[LLVMdev] [RFC] Extend LLVM IR to express "fast-math" at a per-instruction level

Dan Gohman dan433584 at gmail.com
Thu Nov 1 15:08:03 PDT 2012


On Tue, Oct 30, 2012 at 8:28 PM, Michael Ilseman <milseman at apple.com> wrote:

>

> This is similar to how gcc defines *-fno-signed-zeros:*
> "Allow optimizations for floating point arithmetic that ignore the
> signedness of zero. IEEE arithmetic specifies the behavior of distinct
> +0.0 and -0.0 values, which then prohibits simplification of expressions
> such as x+0.0 or 0.0*x (even with *-ffinite-math-only*). This option
> implies that the sign of a zero result isn't significant."
>
> I'll revise my description to also mention that the sign of a zero result
> isn't significant.
>

Ok, I see what you're saying here now.


>
> Also, even when you do have the second sentence, it seems to contradict
> the first sentence.
>
>
> Why does it contradict the first sentence?
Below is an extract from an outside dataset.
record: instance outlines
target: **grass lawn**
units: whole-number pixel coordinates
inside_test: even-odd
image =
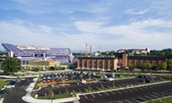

I meant it as a clarification
> or reinforcement of the first, not a contradiction.
>

Suppose I'm writing a backend for a target which has an instruction that
traps on any kind of NaN. Assuming I care about NaNs, I can't use such an
instruction for regular floating-point operations. However, would it be ok
to use it when the N flag is set?

If the "optimizer" may truly ignore the possibility of NaNs under the N
flag, this would seem to be ok. However, a trap is outside the boundaries
of "undefined result". So, which half is right?